Source code for lipyphilic.lib.registration

# -*- Mode: python; tab-width: 4; indent-tabs-mode:nil; coding:utf-8 -*-
# vim: tabstop=4 expandtab shiftwidth=4 softtabstop=4
#
# lipyphilic --- lipyphilic.readthedocs.io
#
# Released under the GNU Public Licence, v2 or any higher version
#

r"""Registration --- :mod:`lipyphilic.lib.registration`
======================================================

:Author: Paul Smith
:Year: 2021
:Copyright: GNU Public License v2

This module provides methods for determining registration of leaflets in a bilayer.

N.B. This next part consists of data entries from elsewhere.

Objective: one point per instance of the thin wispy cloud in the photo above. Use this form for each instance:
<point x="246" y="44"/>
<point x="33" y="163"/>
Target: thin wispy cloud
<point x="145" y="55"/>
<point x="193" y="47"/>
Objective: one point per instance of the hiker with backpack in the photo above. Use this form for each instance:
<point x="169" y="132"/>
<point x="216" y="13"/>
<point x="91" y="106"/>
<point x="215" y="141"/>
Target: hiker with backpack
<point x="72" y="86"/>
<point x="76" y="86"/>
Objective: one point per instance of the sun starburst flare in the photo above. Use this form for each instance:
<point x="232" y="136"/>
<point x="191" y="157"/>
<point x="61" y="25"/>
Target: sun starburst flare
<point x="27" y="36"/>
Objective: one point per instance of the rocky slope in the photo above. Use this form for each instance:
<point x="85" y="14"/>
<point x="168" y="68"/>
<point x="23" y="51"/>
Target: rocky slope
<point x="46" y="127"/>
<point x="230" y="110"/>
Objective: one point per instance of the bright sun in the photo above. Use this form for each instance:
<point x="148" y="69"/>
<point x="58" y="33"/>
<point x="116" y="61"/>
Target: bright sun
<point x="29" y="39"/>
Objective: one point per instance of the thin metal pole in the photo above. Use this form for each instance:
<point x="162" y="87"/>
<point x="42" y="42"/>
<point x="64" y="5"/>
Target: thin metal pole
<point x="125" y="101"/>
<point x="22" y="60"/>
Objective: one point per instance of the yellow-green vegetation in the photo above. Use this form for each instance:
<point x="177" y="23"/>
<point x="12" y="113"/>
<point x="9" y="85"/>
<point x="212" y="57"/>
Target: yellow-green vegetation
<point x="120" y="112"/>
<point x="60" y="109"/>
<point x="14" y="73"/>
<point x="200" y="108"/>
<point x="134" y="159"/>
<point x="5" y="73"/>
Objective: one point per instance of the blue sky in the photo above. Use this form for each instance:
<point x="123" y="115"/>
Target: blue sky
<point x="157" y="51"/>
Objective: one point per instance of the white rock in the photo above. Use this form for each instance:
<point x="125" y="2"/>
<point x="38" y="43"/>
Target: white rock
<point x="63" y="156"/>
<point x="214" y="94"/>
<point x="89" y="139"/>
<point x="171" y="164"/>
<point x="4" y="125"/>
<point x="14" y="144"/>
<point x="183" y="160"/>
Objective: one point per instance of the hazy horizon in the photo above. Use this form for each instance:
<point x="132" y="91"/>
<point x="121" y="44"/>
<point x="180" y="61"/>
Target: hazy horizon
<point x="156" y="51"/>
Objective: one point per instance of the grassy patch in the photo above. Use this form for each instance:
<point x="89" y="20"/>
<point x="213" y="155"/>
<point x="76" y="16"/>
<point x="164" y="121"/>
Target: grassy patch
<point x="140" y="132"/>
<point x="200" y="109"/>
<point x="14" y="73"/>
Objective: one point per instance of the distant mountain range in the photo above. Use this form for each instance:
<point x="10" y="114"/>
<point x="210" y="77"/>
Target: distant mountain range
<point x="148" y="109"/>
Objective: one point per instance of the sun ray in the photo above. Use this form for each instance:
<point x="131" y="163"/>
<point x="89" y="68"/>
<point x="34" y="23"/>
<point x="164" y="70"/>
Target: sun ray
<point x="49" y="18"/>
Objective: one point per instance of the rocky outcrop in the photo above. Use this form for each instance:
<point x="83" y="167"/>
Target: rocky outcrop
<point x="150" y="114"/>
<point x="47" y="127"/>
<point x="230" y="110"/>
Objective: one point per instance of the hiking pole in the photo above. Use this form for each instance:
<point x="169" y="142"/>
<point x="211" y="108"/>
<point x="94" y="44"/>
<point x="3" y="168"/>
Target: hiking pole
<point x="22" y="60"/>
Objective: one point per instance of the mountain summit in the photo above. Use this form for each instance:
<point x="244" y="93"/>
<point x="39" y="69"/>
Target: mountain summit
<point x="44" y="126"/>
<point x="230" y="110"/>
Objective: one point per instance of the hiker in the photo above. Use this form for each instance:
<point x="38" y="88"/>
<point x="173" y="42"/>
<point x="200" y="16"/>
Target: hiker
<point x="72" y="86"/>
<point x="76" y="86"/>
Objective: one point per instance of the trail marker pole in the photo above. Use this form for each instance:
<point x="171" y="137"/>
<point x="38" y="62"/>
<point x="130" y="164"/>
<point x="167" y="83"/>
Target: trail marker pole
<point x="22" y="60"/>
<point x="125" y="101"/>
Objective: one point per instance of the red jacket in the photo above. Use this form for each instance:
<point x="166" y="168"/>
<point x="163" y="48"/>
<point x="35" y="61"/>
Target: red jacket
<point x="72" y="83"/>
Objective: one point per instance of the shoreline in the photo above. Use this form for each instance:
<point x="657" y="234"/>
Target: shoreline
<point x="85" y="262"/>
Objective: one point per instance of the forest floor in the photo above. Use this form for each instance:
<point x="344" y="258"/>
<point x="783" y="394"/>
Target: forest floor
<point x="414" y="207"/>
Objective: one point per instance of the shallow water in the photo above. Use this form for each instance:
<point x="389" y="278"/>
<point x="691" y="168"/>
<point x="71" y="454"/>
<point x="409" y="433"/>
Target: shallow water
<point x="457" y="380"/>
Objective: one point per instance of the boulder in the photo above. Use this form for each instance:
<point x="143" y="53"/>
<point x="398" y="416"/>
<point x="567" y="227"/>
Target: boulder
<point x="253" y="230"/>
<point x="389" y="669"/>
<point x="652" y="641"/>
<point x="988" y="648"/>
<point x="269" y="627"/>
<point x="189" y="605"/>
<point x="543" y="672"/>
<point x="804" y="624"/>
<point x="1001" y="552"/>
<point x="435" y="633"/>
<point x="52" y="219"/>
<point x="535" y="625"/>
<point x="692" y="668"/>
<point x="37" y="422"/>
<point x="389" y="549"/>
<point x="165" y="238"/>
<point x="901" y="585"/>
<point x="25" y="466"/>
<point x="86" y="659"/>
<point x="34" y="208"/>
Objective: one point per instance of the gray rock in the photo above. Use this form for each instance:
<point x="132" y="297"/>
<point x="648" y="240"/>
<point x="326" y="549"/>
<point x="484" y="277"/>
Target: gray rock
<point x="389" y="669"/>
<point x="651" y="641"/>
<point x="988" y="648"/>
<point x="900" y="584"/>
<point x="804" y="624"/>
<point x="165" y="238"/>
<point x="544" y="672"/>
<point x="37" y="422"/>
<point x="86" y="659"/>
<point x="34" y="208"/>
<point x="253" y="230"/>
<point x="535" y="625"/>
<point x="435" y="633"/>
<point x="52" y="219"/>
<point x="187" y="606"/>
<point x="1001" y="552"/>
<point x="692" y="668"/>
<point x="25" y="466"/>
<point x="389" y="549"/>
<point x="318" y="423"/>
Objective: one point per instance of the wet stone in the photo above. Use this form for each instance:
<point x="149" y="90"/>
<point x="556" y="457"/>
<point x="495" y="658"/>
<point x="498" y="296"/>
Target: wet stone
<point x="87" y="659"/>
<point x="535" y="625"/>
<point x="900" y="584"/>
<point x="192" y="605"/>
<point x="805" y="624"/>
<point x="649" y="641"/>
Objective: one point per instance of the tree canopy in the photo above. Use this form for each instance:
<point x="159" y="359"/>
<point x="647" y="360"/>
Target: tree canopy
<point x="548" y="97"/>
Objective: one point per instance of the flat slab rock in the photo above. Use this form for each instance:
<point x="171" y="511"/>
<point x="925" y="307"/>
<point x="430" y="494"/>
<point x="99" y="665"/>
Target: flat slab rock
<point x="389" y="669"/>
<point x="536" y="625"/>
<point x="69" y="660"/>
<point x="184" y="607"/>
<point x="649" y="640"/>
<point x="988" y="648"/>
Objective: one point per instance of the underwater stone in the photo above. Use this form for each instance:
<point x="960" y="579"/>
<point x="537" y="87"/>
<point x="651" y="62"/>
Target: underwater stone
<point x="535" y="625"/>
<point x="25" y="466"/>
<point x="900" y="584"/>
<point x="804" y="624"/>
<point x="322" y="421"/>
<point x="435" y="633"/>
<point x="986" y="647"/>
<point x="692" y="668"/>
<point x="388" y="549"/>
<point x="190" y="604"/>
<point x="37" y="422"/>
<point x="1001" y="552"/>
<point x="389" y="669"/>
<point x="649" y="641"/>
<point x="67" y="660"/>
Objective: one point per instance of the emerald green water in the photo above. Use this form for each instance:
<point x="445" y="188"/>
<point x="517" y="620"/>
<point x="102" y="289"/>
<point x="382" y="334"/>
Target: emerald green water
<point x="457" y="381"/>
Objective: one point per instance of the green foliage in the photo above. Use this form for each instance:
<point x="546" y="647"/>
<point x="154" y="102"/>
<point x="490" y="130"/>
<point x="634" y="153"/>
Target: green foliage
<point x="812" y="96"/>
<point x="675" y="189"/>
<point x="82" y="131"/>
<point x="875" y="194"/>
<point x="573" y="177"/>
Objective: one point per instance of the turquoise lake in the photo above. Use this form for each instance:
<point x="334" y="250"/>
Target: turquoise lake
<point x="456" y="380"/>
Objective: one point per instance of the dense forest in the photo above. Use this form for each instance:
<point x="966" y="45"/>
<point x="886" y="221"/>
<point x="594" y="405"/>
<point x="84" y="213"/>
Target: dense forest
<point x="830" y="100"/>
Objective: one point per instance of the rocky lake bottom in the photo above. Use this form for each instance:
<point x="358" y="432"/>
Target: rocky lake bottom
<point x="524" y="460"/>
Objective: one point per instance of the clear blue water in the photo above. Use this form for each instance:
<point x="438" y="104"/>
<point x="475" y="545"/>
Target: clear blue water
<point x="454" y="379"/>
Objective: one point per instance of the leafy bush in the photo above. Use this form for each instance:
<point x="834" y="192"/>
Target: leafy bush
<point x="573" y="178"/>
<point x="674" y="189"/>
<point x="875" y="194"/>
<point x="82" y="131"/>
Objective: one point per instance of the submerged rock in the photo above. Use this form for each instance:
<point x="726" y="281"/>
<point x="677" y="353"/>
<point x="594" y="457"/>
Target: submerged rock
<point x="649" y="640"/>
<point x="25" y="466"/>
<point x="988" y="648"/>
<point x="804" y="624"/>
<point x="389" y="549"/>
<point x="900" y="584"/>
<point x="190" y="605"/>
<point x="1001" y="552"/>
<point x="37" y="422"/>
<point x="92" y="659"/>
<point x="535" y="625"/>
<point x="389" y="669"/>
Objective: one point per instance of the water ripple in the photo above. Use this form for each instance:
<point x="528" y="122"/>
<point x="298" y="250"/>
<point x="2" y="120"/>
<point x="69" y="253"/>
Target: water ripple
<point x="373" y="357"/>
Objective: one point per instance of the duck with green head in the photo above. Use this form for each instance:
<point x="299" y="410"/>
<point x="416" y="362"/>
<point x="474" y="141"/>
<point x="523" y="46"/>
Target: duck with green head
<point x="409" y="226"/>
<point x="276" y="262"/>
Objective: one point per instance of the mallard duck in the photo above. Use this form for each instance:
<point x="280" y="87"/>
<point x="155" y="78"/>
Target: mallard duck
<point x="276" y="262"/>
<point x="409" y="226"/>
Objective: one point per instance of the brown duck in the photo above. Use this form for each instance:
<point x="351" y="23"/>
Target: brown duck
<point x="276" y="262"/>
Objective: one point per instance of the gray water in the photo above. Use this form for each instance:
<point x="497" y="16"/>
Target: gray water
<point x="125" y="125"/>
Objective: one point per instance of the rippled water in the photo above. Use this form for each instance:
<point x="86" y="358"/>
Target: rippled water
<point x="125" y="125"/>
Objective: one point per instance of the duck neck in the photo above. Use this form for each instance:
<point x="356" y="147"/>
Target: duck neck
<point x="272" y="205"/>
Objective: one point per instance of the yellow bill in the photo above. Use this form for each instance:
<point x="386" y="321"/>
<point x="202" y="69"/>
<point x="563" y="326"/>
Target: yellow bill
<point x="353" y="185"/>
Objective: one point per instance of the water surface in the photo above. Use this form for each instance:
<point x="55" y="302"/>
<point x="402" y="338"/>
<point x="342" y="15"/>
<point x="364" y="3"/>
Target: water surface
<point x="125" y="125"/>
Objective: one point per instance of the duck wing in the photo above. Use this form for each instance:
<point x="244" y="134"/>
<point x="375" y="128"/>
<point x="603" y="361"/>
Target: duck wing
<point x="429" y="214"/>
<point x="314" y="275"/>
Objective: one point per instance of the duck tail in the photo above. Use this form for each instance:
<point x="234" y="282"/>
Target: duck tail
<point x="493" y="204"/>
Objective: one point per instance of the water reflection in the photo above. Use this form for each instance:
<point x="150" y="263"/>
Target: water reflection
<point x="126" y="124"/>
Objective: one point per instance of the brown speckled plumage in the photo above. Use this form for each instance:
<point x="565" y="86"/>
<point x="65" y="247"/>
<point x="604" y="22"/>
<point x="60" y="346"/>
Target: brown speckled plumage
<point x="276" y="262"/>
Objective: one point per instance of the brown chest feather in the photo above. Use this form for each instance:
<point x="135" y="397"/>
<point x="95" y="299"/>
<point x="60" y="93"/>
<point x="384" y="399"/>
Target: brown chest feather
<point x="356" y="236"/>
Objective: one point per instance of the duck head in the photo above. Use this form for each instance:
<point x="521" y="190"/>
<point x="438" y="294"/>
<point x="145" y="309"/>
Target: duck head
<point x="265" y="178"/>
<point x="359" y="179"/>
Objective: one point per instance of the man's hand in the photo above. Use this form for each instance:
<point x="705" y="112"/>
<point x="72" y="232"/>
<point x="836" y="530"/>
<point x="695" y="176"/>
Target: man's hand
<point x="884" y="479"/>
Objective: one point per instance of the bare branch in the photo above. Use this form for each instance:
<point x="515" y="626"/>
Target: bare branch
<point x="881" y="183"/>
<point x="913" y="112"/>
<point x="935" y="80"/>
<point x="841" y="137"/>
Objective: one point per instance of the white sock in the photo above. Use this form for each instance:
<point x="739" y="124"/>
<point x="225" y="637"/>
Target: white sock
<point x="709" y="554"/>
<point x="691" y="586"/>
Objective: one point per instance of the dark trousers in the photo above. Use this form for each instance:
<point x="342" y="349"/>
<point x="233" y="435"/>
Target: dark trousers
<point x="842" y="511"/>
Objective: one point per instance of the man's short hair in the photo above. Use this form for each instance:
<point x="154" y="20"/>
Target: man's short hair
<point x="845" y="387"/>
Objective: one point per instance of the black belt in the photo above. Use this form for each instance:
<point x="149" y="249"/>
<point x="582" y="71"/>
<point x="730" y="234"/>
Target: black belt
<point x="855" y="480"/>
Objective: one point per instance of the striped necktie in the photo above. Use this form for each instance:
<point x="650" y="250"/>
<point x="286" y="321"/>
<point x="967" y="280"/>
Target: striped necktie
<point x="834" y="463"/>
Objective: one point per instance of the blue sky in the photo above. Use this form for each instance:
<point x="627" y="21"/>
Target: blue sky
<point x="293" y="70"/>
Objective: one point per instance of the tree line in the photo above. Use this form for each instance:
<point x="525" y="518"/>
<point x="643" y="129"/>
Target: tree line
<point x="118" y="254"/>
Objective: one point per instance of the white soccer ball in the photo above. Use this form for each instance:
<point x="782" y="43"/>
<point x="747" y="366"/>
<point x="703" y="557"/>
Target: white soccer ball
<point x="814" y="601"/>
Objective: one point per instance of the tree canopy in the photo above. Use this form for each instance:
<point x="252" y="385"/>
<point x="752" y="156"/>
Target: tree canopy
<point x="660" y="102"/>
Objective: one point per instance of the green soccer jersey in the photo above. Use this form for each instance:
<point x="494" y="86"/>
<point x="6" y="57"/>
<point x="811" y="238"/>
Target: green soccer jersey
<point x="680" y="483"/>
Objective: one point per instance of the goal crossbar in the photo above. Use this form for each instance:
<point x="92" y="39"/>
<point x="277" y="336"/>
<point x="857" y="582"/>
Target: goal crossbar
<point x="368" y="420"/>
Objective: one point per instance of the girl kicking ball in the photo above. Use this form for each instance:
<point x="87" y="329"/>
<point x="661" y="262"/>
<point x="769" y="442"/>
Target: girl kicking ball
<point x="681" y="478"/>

The degree of registration is calculated as the pearson correlation coefficient of
densities in the upper and lower leaflets. First, the 2D density of each leaflet,
:math:`L`, is calculated:

.. math::

  \rho(x, y)_{L} = \displaystyle \int\limits_{-\infty}^{\infty} \frac{1}{\sqrt{2\pi}\sigma} \exp \Bigg({-}\frac{1}{2} \bigg(\frac{x' - x}{\sigma} \bigg)^2 \Bigg) \,dx' dy'


where the :math:`(x, y)` positions of lipid atoms in leaflet :math:`L` are binned
into two-dimensional histograms, then convolved with a circular Gaussian density
of standard deviation :math:`\sigma`. :math:`L` is either the upper (:math:`u`) or
lower (:math:`l`) leaflet.

The correlation between the two leaflets, :math:`r_{u/l}`, is then calculated as
the pearson correlation coefficient between :math:`\rho(x, y)_{u}` and
:math:`\rho(x, y)_{l}`, where values of:

* :math:`1` correspond to perfectly registered
* :math:`-1` correspond to perfectly anti-registered

For more information on interleaflet registration in bilayers
see `Thallmair et al. (2018) <https://pubs.acs.org/doi/abs/10.1021/acs.jpclett.8b01877>`__.

Input
-----

Required:
  - *universe* : an MDAnalysis Universe object.
  - *upper_sel* : atom selection for lipids in the upper leaflet to use in the registration calculation
  - *lower_sel* : atom selection for lipids in the lower leaflet to use in the registration calculation
  - *leaflets* : leaflet membership (-1: lower leaflet, 0: midplane, 1: upper leaflet) of each lipid in the membrane.

Optional:
  - *filter_by* : boolean mask for determining which lipids to include in the registration calculation
  - *n_bins* : the number of bins to use in *x* and *y* for the 2D histogram
  - *gaussian_sd* : the standard deviation of the circular Gaussian to convole with the grid densities
  
Output
------

  - *registration* : the degree of interleaglet registration at each frame

The data are stored in the :attr:`registration.registration` attribute, containing the pearson
correlation coefficient of the two-dimensional leaflet densities at each frame.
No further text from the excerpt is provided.